Apakah mengesankan? Hmm …

Toples berisi kimchi buatan tanteku bertambah saat aku membuka kulkas rumah kami pertama kali aku datang. Dia pikir, aku menyukainya. Tapi aroma bawang yang begitu kuat dan cabai bubuk tidak pedas yang dibelinya di pasar pusat membuatku menghindarinya. Maafkan aku, aku tahu kau memasaknya menggunakan kubis dan sawi putih terbaik hari itu.

Setiap liburan, saudara dari Ummi selalu berlomba menawarkanku ikan asin yang sangat kusukai. Ikan asin dengan berbagai macam olahan. Ikan asin yang mengingatkanku pada kakek kesayanganku. Jika kupikir ulang, aku sungguh harus banyak-banyak bersyukur karena memiliki keluarga yang hangat.

Aku berencana mengunjungi beberapa tempat yang akhir-akhir ini populer di kota kami seperti mercusuar di tepi pantai Moro, Rowosari. Tetapi, rencana ini belum bisa terlaksana. Saudara sepupuku harus segera kembali ke kampusnya, Jenderal Soedirman, untuk ujian dan melanjutkan program magang. Baiklah, semoga masih ada kesempatan lain.

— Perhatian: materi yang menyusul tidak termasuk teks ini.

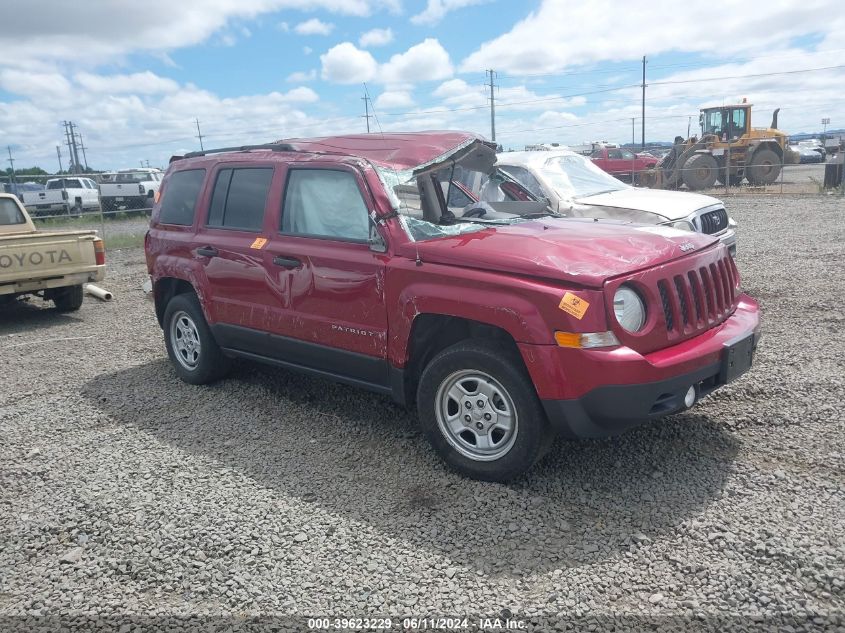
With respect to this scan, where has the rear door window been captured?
[208,167,273,231]
[158,169,205,226]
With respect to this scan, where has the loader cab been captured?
[699,104,751,140]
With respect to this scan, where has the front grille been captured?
[699,209,728,235]
[657,257,736,338]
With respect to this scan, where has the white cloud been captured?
[432,79,475,99]
[74,71,179,94]
[379,38,454,83]
[286,86,320,103]
[320,42,378,84]
[376,90,414,110]
[358,28,393,48]
[293,18,334,35]
[0,0,398,68]
[461,0,845,73]
[287,68,317,83]
[411,0,489,26]
[0,69,73,98]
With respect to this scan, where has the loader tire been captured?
[682,154,719,191]
[745,149,781,185]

Aku juga ingin menemui beberapa sahabat dekatku sewaktu SMA. Dan, kurasa liburan ini aku belum bisa lagi melakukannya. Setelah liburan ini selesai, aku harap kalian diberi kemudahan untuk menyelesaikan skripsi dan menuntaskan harapan-harapan kalian yang lain.

Liburan ini, Ummi tidak pernah bosan menyuruhku belajar. “Buku tebal itu untuk apa kaubawa kalau tidak disentuh?” katanya, berulang. Maksudnya buku Biopsikologi karangan Pinel yang cover-nya mirip sebuah poster film horor. Buku yang saat melihatnya saja membuat bulu kudukku meremang dan kepalaku pening karena teringat janji-janji penelitian, teringat dosen yang terus mengejarku untuk menulis paper dan mengikuti PKM hanya gara-gara dia mengetahui kalau aku anak pers.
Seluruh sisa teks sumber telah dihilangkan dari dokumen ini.